Kmeans clusterized all pixels values in 10 clusters. That is 10 groups of values that we could consider close enough (closer than they are from other clusters). The 10 values it output are the 10 center of those clusters. Note that we don't even have the guarantee that those values even exist (if you have a zillion (1,1,1) in a dataset, and a zillion (3,3,3), k-means may decide that the best way to summarize that is to put them in a single cluster whose center is (2,2,2) even tho there isn't any (2,2,2) in the dataset)
plt.imshow(kmeans.labels_.reshape(560,1000))
Shows you how each pixel is mapped into one of the 10 clusters
Or, using the centers as palette (not exactly palette: there is a cmap
thing in matplotlib. But it is faster here to rebuild a rgb image)
plt.imshow(kmeans.cluster_centers_[kmeans.labels_.reshape(arr.shape[:2])]/255.0)
By comparison, if I try the same thing from the top10
(your result of most frequent colors).
dists = ((arr[None,...] - top10[:,None,None,:])**2).sum(axis=3)
labels=np.argmin(dists, axis=0)
plt.imshow(top10[labels])
So, we plot here each pixel as one of the top10 pixel color: the one among the top10 that is closest to the original pixel.
As you can see, it is really not a good way to paint the image. Because the top10 colors are all rather darks colors.
So, again, those are very two different things.

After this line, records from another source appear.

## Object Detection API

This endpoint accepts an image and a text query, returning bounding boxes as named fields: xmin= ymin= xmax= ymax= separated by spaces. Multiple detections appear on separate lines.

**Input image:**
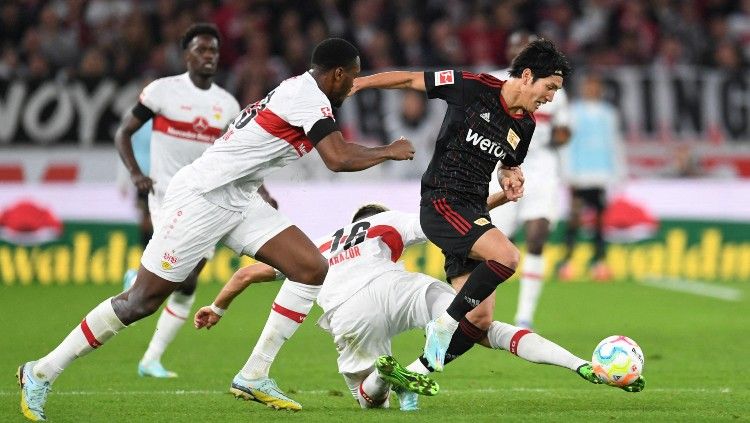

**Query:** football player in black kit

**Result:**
xmin=350 ymin=39 xmax=570 ymax=371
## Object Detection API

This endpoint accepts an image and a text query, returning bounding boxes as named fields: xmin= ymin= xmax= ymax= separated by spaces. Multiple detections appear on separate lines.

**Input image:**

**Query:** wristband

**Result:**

Your code answer the question "what are the top 10 most frequent colors", without any attempt to ensure that all top10 are not just variation of dark grey, and to ensure that white is in the top10: white color is not one of the 10 most frequent colors of your image, so your code doesn't show it, as it shouldn't.
Yet, if the question is "what are the 10 colors that are the most useful to describe the image", well, you need a white color, and even that beige for that paperclip holder even if it is a quite rare color in the image, we need to keep it, even if that means sacrificing one of the shade of grey, that are all more frequent that it, but on other hand are close enough to each other so that we can drop one.
It is just not the same question your website is answering.